Ministerial Responsibility: An Obituary
In an entry from last April, I discussed the decline of a consitutional tradition in which ministers were expected to resign for errors made in their departments. Such resignations are no longer considered to be necessary, as has been demonstrated by the ability of many of the current cabinet to weather an endless stream of self-induced crises.
However, the principle has a flip side which has proved more robust. When the Minister for Agriculture resigned in 1954, it was for some dodgy decisions which, at the time at least, appeared to have been made by civil servants without the knowledge of their boss. If this version of events is true, the resignation of Sir Thomas Dugdale was an honourable one from a mythical golden age of politics. Ministers would resign even when the mistake had been made by someone else while the Civil Service were protected from their own incompetence.
The tradition that senior civil servants can never be sacked nor made to resign has by and large continued until this day. Heads of quangos (quangoes?), such as Derek Lewis, and government-appointed spin doctors, like Jo "Bury Bad News" Moore, can be dismissed but, thus far, this fate has yet to befall a top-level mandarian. This made the story this week of the suspension of an official at the Home Office all the more intriguing. Are they about to lose their protected status?
My feelings about this development are mixed. I am a romantic soul at heart and Dugdale falling on his sword has a touching chivalry which appeals to me, and seems to be missing in politics today. However, a persuasive argument the other way is that, whether the government is Labour or Conservative, there's a cock-up at the Home Office every few months or so (it's been just nine months since the last one), and it would not be helpful to keep replacing the Home Secretary if there are structural problems in the department which need to be fixed.

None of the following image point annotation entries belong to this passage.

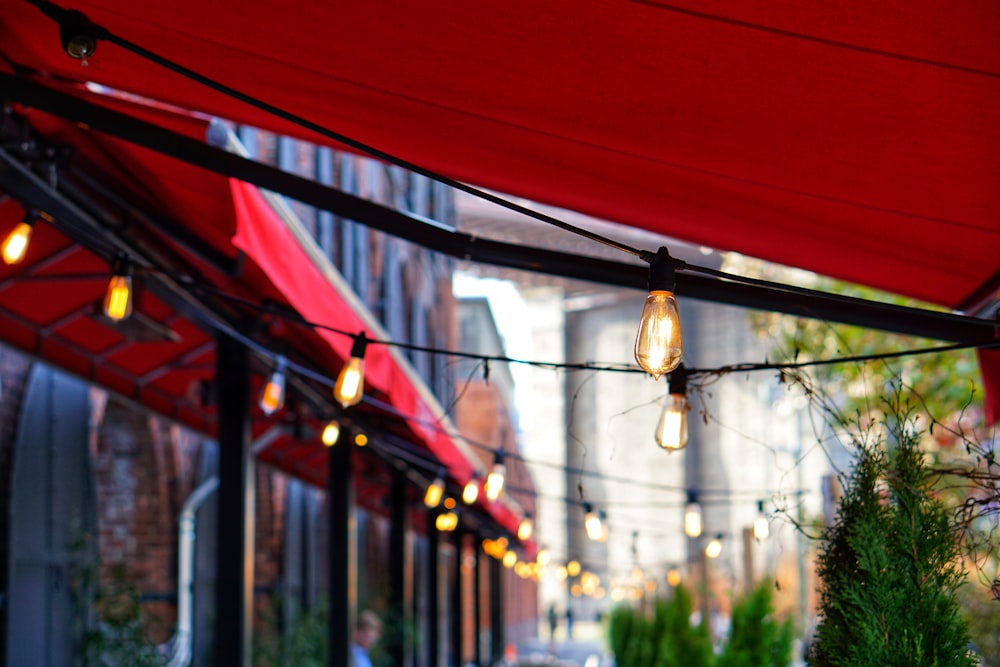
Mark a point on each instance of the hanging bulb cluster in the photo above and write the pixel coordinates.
(331, 433)
(525, 528)
(714, 547)
(495, 479)
(15, 246)
(692, 516)
(470, 493)
(272, 396)
(350, 385)
(761, 526)
(658, 344)
(594, 524)
(447, 521)
(118, 298)
(671, 431)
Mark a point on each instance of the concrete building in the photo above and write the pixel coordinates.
(591, 439)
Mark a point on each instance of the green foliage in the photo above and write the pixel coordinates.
(302, 643)
(666, 638)
(116, 636)
(890, 568)
(756, 637)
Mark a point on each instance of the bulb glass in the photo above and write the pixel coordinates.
(658, 344)
(118, 298)
(15, 246)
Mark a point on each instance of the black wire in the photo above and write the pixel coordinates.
(293, 316)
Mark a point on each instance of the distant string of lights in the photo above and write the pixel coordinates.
(659, 323)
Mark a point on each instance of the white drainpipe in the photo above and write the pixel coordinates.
(178, 649)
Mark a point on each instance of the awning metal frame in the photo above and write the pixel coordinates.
(811, 304)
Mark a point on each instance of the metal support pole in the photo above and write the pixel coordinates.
(477, 600)
(235, 553)
(397, 566)
(434, 590)
(748, 542)
(496, 611)
(455, 607)
(340, 514)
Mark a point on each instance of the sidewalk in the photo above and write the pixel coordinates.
(587, 648)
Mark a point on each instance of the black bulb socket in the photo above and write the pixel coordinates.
(662, 276)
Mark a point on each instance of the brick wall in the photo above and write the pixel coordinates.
(14, 369)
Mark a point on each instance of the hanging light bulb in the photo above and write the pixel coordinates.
(761, 526)
(331, 433)
(525, 528)
(692, 516)
(592, 523)
(658, 344)
(446, 522)
(118, 298)
(350, 385)
(544, 557)
(671, 431)
(714, 547)
(470, 493)
(272, 397)
(495, 480)
(434, 493)
(15, 246)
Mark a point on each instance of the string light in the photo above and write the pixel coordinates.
(593, 525)
(714, 547)
(118, 298)
(525, 528)
(446, 521)
(495, 479)
(470, 493)
(672, 431)
(761, 526)
(350, 385)
(15, 246)
(658, 344)
(331, 433)
(272, 397)
(692, 516)
(434, 493)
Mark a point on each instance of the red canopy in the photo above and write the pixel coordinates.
(857, 140)
(162, 354)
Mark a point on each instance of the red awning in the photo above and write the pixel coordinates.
(859, 141)
(161, 356)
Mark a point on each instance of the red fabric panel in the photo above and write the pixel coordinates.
(268, 242)
(857, 140)
(989, 369)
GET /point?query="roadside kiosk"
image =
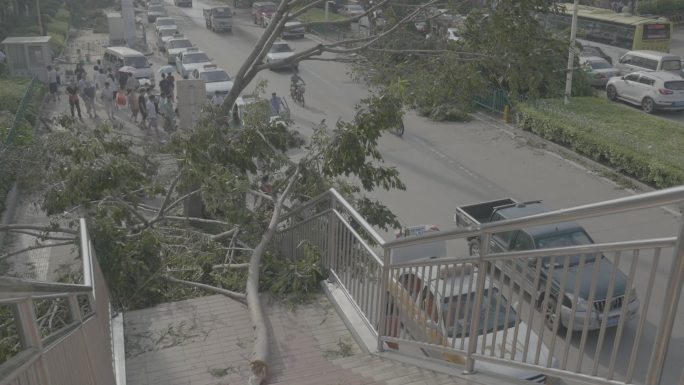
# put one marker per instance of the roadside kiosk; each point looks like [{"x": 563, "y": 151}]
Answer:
[{"x": 28, "y": 56}]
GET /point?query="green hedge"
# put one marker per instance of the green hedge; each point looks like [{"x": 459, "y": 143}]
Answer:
[
  {"x": 646, "y": 147},
  {"x": 662, "y": 7}
]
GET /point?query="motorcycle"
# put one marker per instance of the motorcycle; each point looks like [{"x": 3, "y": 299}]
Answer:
[{"x": 297, "y": 93}]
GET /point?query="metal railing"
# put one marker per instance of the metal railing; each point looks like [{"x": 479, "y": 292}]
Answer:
[
  {"x": 63, "y": 331},
  {"x": 596, "y": 313}
]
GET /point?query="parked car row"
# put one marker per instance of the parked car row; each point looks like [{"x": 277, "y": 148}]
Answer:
[
  {"x": 649, "y": 79},
  {"x": 183, "y": 56}
]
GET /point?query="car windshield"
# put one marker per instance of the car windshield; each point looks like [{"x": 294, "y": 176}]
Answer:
[
  {"x": 199, "y": 57},
  {"x": 185, "y": 43},
  {"x": 672, "y": 65},
  {"x": 458, "y": 320},
  {"x": 280, "y": 48},
  {"x": 222, "y": 12},
  {"x": 267, "y": 8},
  {"x": 566, "y": 239},
  {"x": 136, "y": 62},
  {"x": 215, "y": 76},
  {"x": 677, "y": 85},
  {"x": 599, "y": 65}
]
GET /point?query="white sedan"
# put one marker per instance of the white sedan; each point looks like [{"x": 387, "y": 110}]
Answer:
[
  {"x": 215, "y": 79},
  {"x": 435, "y": 306},
  {"x": 651, "y": 90}
]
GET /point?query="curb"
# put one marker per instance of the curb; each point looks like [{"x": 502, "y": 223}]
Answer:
[{"x": 624, "y": 181}]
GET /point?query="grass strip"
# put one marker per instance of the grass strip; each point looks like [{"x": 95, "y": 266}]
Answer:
[{"x": 646, "y": 147}]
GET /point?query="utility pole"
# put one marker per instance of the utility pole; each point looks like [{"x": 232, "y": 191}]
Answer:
[
  {"x": 571, "y": 54},
  {"x": 40, "y": 19}
]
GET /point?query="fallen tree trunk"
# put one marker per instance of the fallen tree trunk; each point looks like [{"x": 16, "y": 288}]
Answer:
[{"x": 258, "y": 363}]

A further consideration is that civil servants have been protected as a ruling elite for far too long. It is ironic that the people who have the responsibility for developing policy on, say, employment, and those who are charged with enforcing any new law in this area (i.e. judges) are among the professions with the most secure tenure, and the least need to rely on any such legislation themselves. Anything which can go some way to give them a dose of reality must surely be a good thing.